RetFormer: Multimodal Retrieval for Enhancing Image Recognition
Abstract
The expansion of Transformers and the collection of high-quality multimodal datasets have propelled deep neural networks to achieve unprecedented performance in vision and language tasks. However, applying these advances is non-trivial in real-world applications. The extensive number of parameters complicates model updates, and real-world data often features a long-tailed distribution along with noisy labels. To address the above issues, we propose to explore the internal structure of the neural network for learning with sample relationships, rather than just increasing the number of model parameters. Specifically, we introduce RetFormer, a model enhanced with a multimodal knowledge base for storing world knowledge, and a retrieval cross-fusion module designed to establish robust multimodal sample relationships by leveraging content from the knowledge base.

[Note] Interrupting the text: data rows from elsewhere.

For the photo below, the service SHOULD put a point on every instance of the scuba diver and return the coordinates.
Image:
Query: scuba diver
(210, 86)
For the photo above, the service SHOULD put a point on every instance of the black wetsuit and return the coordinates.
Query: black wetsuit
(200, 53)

RetFormer establishes a robust relationship between image and text modalities by integrating information from external knowledge bases into the model's decision-making process, thus overcoming the limitations of traditional approaches on model size and datasets. Our experiments demonstrate the benefits of integrating large-scale image-text datasets into vision tasks and exemplify the importance of modeling the relationship between image and text modalities. We have evaluated our approach on the task of long-tailed recognition and learning with noisy labels and have shown that it achieves state-of-the-art accuracies.